The estimators from five individual methods are used as 5-dimensional input to a fuser which produces RTT as its output. The linear regression fuser (LR-F) is a linear combination of the individual estimators, and the GPR fuser (GPR-F) is obtained using GPR method based on the outputs of five estimators corresponding to the training sample. GPR-F achieved lower RMSE than best individual estimator GPR in all except under Gaussian losses, whereas LR-F has lower RMSE for Poisson and uniform losses. As shown in Fig. 1, the fused estimates were able to capture the increasing RTT trend at lower loss rates while achieving lower RMSE error than GPR under uniform and Poisson losses, unlike GPR estimator with lowest RMSE among individual estimators.

6 Generalization Equations for Fused Estimates

We consider five individual estimates, indexed by \(A \in {\mathscr {A}}_I = \{ {\scriptstyle \mathrm{EOT, GPR, LR, RT, SVM }}\}\), such that the fuser input vector X consists of five real-valued components, \(X^A , A \in {\mathscr {A}}_I\), and output Y is a real-valued estimate of RTT. RMSE values in Table 1 have been used to compare the performance of fusers and individual estimators in previous sections, which are subject to statistical variations since they are computed based on a sample. We now derive confidence bounds for these RMSE values which provide analytical justification for their use. For simplicity of presentation of analytical results, we use MSE in place of RMSE following the common practice in finite sample theory [17].

6.1 Regression Problem: Finite Sample Generalization

In a generic regression estimation problem the feature vector \(X \in \mathfrak {R}^d\) and the output vector \(Y \in \mathfrak {R}\) are distributed jointly accordingly to an unknown distribution \(\mathbb {P}_{X,Y}\). The expected error of a regression function f is

$$ I (f) = \int \left( f(X) - Y \right) ^2 d\mathbb {P}_{X,Y}. $$

The expected best regression estimator \(f^*\) minimizes I(.) over \({\mathscr {F}}\), i.e., \(I(f^*) = \min \limits _{f \in {\mathscr {F}}} I (f).\) The empirical error \(\hat{I} (f)\) based on training data \((X_i , Y_i ), i= 1, 2, \dots , l\), is defined as

$$\hat{I} (f ) = { 1 \over l} \sum \limits _{i=1}^l (f(X_i) - Y_i )^2$$

It is an approximation of I(f) computed based on the training data. The empirical best regression estimator \(\tilde{f}\) minimizes \(\hat{I}(.)\) over \({\mathscr {F}}\), i.e., \(\hat{I}(\tilde{f}) = \min \limits _{f \in {\mathscr {F}}} \hat{I} (f)\).

The joint distribution \(\mathbb {P}_{X,Y}\) of data is complex, domain specific, and is only partially known.
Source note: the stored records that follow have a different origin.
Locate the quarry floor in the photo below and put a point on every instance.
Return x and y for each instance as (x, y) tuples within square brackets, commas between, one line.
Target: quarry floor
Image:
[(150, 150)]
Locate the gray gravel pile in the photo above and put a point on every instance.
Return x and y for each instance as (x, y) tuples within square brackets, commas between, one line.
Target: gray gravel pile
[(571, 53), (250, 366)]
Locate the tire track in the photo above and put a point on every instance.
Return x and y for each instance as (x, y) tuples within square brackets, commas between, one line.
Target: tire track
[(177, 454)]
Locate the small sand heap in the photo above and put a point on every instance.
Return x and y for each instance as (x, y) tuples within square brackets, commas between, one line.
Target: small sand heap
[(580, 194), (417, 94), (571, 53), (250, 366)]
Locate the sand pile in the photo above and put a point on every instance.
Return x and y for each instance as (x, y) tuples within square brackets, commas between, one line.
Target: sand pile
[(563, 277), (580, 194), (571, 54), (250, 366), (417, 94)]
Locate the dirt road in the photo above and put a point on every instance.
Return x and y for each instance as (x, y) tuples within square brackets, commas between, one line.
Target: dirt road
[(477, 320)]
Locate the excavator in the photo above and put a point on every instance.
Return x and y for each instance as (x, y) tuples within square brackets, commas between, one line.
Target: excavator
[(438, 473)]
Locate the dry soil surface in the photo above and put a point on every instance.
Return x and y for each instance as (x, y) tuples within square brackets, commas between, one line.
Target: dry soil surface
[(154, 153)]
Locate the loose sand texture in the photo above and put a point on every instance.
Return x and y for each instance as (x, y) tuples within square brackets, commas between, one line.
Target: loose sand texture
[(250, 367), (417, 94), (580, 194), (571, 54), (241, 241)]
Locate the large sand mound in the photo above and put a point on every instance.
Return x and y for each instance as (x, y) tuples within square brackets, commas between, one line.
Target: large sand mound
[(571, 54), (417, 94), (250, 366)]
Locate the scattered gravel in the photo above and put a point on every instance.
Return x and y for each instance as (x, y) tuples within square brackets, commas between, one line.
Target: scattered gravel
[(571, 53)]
In our context, it depends on the finer details of the underlying software and hardware components, which may manifest as additional random variables. For an individual estimator \(A \in {\mathscr {A}}_I\), X and Y correspond to execution time E and RTT R, respectively, and \(\mathbb {P}_{X,Y}\) corresponds to \(\mathbb {P}_{E,R,L}\) which involves additional random variable of the loss rate L. For fusers, X and Y correspond to 5-dimensional vector consisting of outputs of estimators and RTT R, respectively. In general, an optimal \(f^*\) cannot be computed precisely with probability one even in principle, since \(\mathbb {P}_{X,Y}\) is either unknown or not computationally conducive. Under certain conditions, Vapnik’s generalization theory [17] establishes that there exists a confidence function \(\delta (.)\) such that for a “suitable” estimator \(\hat{f}\) obtained from training data we have

$$\begin{aligned} \mathbb {P}^l_{X,Y} \left[ I ( \hat{f}) - I( f^*) > \varepsilon \right] < \delta ( \varepsilon , \hat{\varepsilon }, l ) \end{aligned}$$
(1)

where \(\varepsilon , \hat{\varepsilon } > 0\), \(0< \delta < 1\), and \(\ \hat{I} (\hat{f}) = \min \limits _{f \in {\mathscr {F}}} \hat{I} (f) + \hat{\varepsilon }\). This condition ensures that “error” of \(\hat{f}\) is within \(\varepsilon \) of optimal error (of \(f^*\)) with probability \(1 - \delta \), irrespective of the underlying measured or computed data distribution \(\mathbb {P}^l_{X,Y}\). Furthermore, under these conditions, the confidence parameter \(\delta ( \varepsilon , \hat{\varepsilon }, l )\) approaches 1 as the sample size l approaches infinity.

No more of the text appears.